The Aura Philosophy

The Aura project began in 2012 as an answer to the shortcomings of programs often called AUR helpers. Certain ground rules were set in the beginning to guide development. They are:

Aura is Pacman

Aura doesn't just mimic pacman; it is pacman. All pacman operations and their sub-options are accepted, as-is.

Arch is Arch - AUR is AUR

Aura does not augment or alter pacman's commands in any way.

-S yields repository packages and only those. In Aura, the -A operation is introduced for obtaining AUR packages. -A comes with sub-options you're used to (-u, -s, -i, etc.) and adds new ones to enhance AUR interaction.

Downgradibility

Aura allows you to downgrade individual packages to previous versions with -C. It also handles snapshots of your entire system, so that you can roll back whole sets of packages when problems arise. The option -B will save a package state, and -Br will restore a state you select. -Au also invokes a save automatically.

Independence

Aura has its own configuration file, its own local package cache, and its own Metadata Server called the Faur.

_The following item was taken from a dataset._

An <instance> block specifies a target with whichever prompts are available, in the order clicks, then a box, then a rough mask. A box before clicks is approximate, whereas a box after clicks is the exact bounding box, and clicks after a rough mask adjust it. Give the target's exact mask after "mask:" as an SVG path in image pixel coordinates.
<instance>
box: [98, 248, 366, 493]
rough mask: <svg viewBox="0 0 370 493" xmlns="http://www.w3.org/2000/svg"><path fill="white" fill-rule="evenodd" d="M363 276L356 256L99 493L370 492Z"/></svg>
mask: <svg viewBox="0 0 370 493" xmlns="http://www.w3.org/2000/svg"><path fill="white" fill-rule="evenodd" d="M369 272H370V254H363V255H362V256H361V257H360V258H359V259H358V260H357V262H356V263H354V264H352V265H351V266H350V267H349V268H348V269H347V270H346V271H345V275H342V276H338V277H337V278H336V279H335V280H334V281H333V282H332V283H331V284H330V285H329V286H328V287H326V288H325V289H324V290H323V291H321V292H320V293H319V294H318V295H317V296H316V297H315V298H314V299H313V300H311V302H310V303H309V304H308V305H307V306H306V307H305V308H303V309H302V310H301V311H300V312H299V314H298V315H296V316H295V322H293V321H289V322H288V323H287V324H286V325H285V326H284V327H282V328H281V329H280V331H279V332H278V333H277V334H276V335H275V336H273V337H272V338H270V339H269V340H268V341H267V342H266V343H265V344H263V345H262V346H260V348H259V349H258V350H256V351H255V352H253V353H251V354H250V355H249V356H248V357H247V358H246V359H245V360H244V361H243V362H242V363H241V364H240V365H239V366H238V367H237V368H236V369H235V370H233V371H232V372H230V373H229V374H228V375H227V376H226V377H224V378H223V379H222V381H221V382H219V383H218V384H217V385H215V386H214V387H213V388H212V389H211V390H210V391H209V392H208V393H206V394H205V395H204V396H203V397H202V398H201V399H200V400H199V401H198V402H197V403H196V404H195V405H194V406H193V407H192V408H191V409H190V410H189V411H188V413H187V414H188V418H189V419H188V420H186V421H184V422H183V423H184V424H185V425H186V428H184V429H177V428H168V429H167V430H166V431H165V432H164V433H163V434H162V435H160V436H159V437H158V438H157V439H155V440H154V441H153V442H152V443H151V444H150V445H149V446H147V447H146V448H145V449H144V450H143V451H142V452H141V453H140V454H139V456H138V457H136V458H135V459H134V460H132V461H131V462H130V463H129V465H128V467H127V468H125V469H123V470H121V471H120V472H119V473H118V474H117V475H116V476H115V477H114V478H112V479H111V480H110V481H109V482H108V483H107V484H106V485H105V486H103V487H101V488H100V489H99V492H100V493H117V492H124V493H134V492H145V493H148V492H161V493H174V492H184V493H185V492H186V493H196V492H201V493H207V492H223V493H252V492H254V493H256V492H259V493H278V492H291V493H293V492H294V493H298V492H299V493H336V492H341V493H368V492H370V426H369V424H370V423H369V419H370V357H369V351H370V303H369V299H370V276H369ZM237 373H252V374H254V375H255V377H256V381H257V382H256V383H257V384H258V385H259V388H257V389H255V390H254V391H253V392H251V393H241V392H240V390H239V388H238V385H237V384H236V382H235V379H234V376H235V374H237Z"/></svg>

The Faur in particular helps reduce traffic to the main AUR server and allows us to provide unique package lookup schemes not otherwise available.

Multilingualism

English is the dominant language of computing and the internet. That said, it's natural that some people are going to be more comfortable working in their native language. From the beginning, Aura has been built with multiple-language support in mind, making it very easy to add new ones via the Project Fluent format.